The authors are claiming a set of original results from their research, i.e., related to (1) experimentation with several object detection algorithms to identify their suitability for detecting various scaled objects; (2) solution to supply the lack of UAV datasets, by applying a test-time augmentation on the UAV ´images datasets to boost and verify the accuracy for the objects detection and ensemble models (ensemble method and voting strategies); (3) presentation of a framework combining multiple object detection algorithms (both single-stage and two-stage) leading to an innovative multi-technique ensemble algorithm for effectively detection of objects over a wide range of scales.
The subject of the paper is interesting and well suitable to the Journal.
However, the authors should improve the review of the literature, not only in relation of the state of the art, but also in relation of possible patents or even available commercial software’s.
Besides, they should improve the introduction of their text taking also into account concepts from embedded hardware and software for image processing and integration considering the UAV`s characteristics.

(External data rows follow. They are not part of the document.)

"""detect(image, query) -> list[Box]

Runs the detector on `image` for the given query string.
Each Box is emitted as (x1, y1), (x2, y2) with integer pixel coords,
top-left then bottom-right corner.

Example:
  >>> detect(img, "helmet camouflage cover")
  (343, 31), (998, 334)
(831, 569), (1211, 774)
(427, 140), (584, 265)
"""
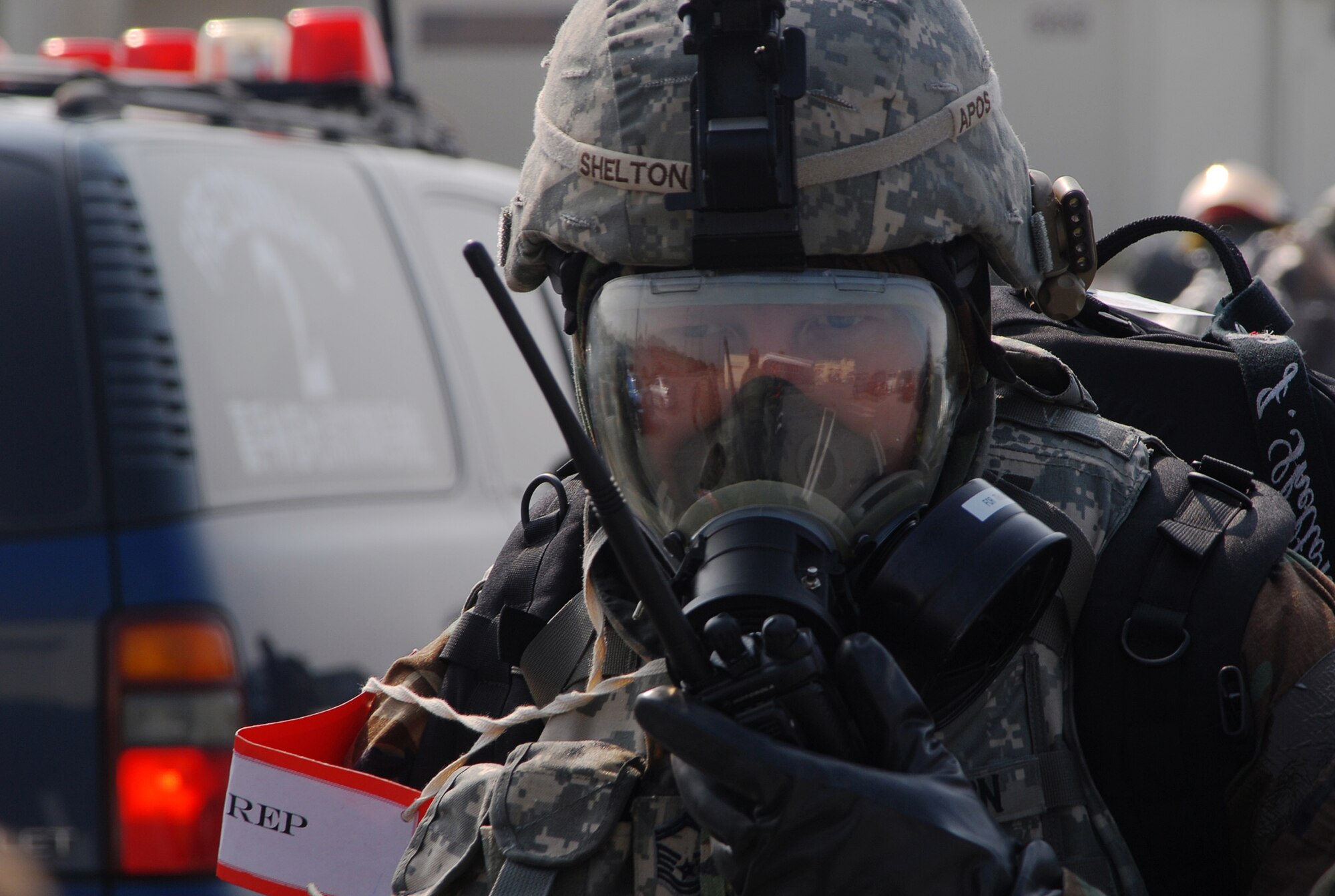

Likewise, the periods below should be better contextualized:
“In this paper, we have specifically considered the OD from drone images. [10,11,12,13].”
“A variety of improvements to DPM are reported in [18,21,24,25,26].”
“This does not consider the features
of the deep layers of the CNN, which may be useful for object classification. Also, these features are not typically useful for localizing objects. To that end, FPN was developed building semantics at all scales of resolution.”
“Although the single-stage methods have improved speed and simplicity, they typically have lesser accuracy as compared to the two-stage detectors. Lin et al. have identified the reasons for this and proposed RetinaNet [44].”
“Various improvements are proposed in [48,52,53,54,55,56,57,58,59,60,61,62].”
“Variations are also proposed in [71,72,73,74,75].”
“Variations are also proposed in [71,72,73,74,75].”
“Deep learning-based detection methods such as RCNNis employed [95,96,97,98,99,100,101,102].”
“All the existing approaches, such as DPNet-ensemble, RRNet, and ACM-OD [10] for the Visdrone dataset, proposed a custom model which was trained and tested on the dataset.”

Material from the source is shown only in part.